Beware of Online Cheats Trying to Get Private Information from You, Warn Beersheba Researchers


Beware of Online Cheats Trying to Get Private Information from You, Warn Beersheba Researchers

Users of email, WhatsApp and social media have in recent years been bombarded with requests to provide their bank details, identity card or social security card numbers and addresses. Almost all these requests come from would-be thieves. Beware!

According to researchers at Ben-Gurion University (BGU) of the Negev in Beersheba, online users are more likely to reveal private information based on how website forms are structured to elicit data. The unusual study titled “Online Disclosure Depends on How You Ask for Information” was presented last week at the 41st International Conference on Information Systems (ICIS 2020), held virtually this year. 
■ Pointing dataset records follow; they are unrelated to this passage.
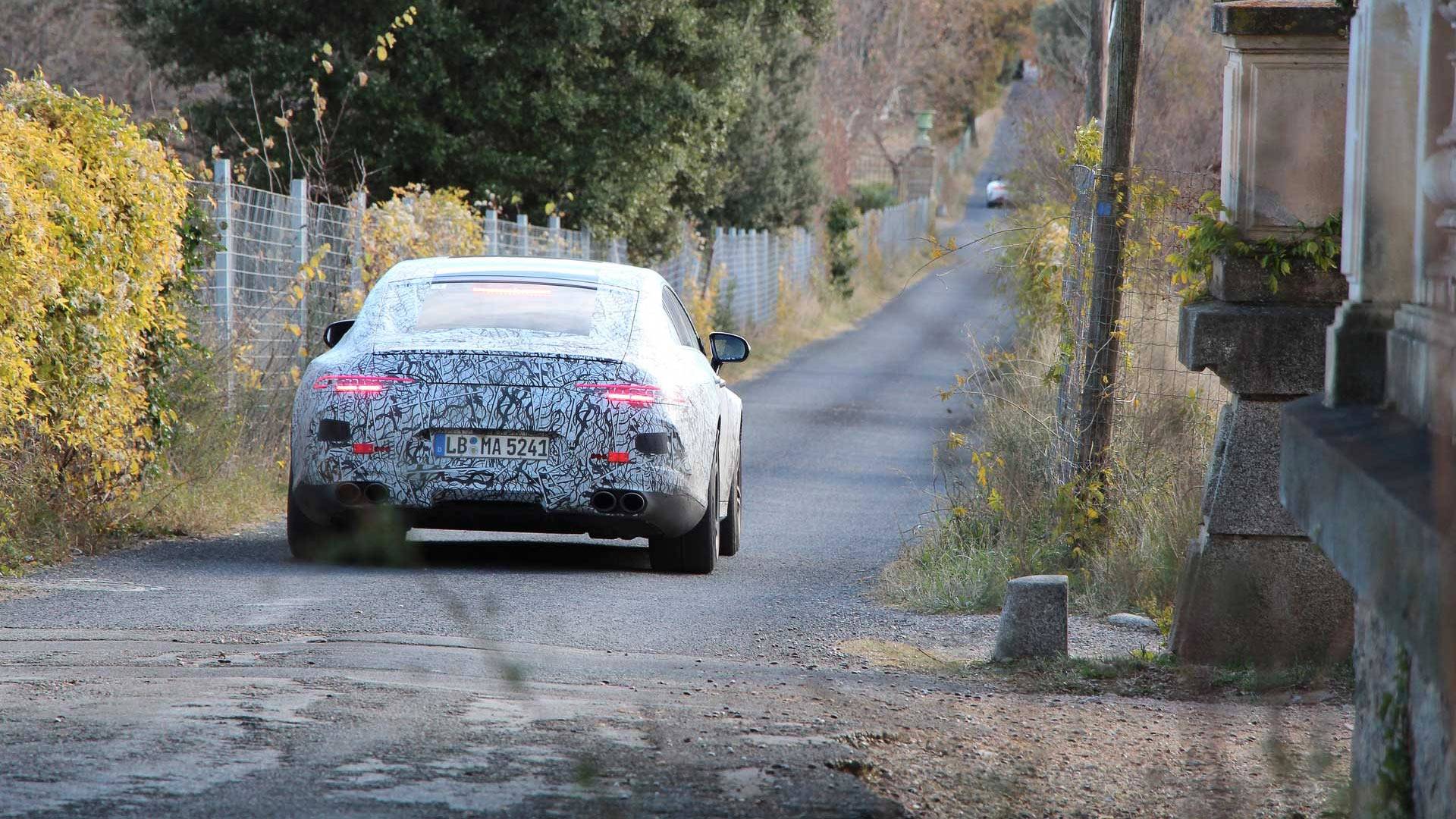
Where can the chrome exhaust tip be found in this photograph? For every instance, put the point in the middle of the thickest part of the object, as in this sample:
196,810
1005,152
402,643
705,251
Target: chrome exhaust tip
348,493
376,493
601,500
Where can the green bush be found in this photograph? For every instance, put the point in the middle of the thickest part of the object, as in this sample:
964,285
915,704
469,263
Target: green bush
840,221
875,196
Photo of Prof. Lior Fink Photo Credit: Dani Machlis/BGU

The BGU researchers’ findings have significant implications for user privacy and online data capture. “The objective was to demonstrate that we are able to cause smartphone and PC users of online services to disclose more information by measuring the likelihood that they sign-up for a service simply by manipulating the way information items (name, address, email) were presented,” said Prof. Lior Fink, head of the BGU Behavioral Information Technologies (BIT) Lab and a member of the department of industrial management and engineering. 

The researchers showed that by using digital “foot-in-the-door” techniques, such as requesting personal information from less important to more private (ascending privacy-intrusion order), websites can successfully entice users to reveal more of their private information. Similarly, by placing each request on consecutive, separate webpages, users are more likely to reveal more private data. Websites can further manipulate their users by spreading out information requests over the course of several pages, rather than consolidating all requests on one page. 
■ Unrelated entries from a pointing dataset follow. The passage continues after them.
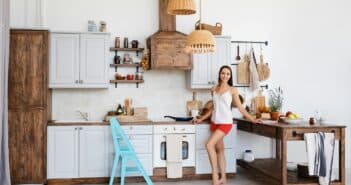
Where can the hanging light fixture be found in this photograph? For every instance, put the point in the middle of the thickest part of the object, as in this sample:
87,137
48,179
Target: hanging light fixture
181,7
200,41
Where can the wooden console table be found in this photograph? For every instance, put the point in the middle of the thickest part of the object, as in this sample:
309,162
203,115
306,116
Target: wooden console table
275,169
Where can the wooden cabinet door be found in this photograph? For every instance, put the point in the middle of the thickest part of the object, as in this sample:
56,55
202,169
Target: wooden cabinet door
64,60
220,57
63,150
27,146
93,60
28,99
93,151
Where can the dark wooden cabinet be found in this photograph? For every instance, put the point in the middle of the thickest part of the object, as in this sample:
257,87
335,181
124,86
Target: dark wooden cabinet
29,105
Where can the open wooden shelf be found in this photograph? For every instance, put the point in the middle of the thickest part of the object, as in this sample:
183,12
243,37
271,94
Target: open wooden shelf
272,168
124,65
126,49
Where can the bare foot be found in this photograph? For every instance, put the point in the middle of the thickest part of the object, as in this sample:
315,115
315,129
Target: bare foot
215,180
222,181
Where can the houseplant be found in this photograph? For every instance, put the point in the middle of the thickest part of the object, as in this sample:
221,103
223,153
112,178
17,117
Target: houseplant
275,102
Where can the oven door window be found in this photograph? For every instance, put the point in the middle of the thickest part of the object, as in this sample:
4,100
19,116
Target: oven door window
185,150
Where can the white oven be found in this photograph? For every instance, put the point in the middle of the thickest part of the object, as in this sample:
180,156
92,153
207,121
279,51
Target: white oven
188,143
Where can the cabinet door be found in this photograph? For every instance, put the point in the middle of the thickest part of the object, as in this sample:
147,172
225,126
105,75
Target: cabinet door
93,60
93,151
220,57
64,60
62,152
203,133
25,13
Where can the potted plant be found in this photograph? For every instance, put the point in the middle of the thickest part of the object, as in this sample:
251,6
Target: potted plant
275,102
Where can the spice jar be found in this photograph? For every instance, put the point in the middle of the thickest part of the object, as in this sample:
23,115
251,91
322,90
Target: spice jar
125,42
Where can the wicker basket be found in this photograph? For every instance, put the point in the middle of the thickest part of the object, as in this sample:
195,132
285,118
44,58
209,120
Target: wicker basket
215,30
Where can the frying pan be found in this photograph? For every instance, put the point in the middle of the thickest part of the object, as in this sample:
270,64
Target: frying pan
180,118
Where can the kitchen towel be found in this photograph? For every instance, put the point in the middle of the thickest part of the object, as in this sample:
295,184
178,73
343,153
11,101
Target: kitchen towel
174,156
254,81
320,154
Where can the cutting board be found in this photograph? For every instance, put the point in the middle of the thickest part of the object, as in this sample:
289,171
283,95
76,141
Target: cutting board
259,101
263,70
243,71
193,105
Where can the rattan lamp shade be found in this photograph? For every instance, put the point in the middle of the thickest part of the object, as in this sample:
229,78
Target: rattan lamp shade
181,7
201,41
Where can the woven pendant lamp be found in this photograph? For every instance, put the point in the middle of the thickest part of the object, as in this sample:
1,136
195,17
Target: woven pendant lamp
181,7
200,41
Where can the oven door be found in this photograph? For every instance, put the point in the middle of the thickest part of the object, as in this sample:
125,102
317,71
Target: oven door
160,150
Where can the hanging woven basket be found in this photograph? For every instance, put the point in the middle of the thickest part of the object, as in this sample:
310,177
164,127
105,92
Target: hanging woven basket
181,7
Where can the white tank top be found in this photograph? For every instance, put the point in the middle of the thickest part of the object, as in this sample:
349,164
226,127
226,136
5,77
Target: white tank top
222,108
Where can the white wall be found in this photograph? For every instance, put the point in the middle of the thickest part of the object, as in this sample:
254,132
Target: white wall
308,55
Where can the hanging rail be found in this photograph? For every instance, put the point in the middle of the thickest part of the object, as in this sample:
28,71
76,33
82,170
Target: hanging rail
250,42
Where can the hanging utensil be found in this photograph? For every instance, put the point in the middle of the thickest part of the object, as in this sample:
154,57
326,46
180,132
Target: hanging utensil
238,58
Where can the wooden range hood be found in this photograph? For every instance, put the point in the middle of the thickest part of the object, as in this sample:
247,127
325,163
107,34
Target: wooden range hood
167,46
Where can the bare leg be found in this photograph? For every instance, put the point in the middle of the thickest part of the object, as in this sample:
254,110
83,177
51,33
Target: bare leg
221,161
211,150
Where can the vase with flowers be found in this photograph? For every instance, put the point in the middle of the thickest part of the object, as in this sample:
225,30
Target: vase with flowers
275,102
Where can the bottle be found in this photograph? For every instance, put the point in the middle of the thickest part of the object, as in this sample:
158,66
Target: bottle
117,42
125,42
119,110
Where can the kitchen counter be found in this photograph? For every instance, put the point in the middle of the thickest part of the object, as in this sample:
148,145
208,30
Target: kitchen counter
276,169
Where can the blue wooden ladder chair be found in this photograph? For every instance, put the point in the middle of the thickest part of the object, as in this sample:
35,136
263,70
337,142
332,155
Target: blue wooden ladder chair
124,151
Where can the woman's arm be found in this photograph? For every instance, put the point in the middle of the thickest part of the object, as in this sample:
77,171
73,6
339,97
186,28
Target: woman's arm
204,117
241,107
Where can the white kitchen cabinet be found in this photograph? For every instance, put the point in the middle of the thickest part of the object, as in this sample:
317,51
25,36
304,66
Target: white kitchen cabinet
204,74
78,60
202,164
26,13
77,151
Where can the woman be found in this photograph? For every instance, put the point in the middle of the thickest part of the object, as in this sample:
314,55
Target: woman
224,97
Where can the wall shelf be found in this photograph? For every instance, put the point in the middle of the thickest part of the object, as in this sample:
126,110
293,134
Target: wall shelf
137,50
127,82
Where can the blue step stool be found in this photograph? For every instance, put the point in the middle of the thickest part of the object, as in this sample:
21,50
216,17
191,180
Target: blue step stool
124,151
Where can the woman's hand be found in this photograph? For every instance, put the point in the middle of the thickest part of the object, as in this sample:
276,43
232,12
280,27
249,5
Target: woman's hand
196,120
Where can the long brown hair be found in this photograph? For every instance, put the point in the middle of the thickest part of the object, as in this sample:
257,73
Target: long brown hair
230,81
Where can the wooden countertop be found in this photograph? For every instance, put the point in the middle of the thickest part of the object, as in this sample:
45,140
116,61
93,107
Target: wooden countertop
303,124
54,123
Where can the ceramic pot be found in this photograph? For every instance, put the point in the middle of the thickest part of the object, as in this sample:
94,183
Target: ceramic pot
275,115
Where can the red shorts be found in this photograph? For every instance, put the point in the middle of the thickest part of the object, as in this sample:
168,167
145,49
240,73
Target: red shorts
225,128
The researchers collaborated with Rewire, a Tel Aviv neobank (a virtual or online bank) providing international money transfer services. They examined the activities of 2,504 users who were asked to provide their country, full name, phone number and email address as part of the sign-up process. “We found that both manipulations independently increased the likelihood of sign-up and conversion,” Fink said. “The ascending privacy intrusion manipulation increased sign-up by 35% and the multiple-page manipulation increased sign-up by 55%.” 

“The general public and regulators should be made aware of these vulnerabilities since it is so easy to capture more private information, despite their privacy concerns,” concluded lead researcher and BGU student Naama Ilany-Tzur. “At the same time, this research has important marketing implications as legitimate companies and marketers are always seeking to maximize the amount of data they can capture on individuals and the optimal way to achieve this.”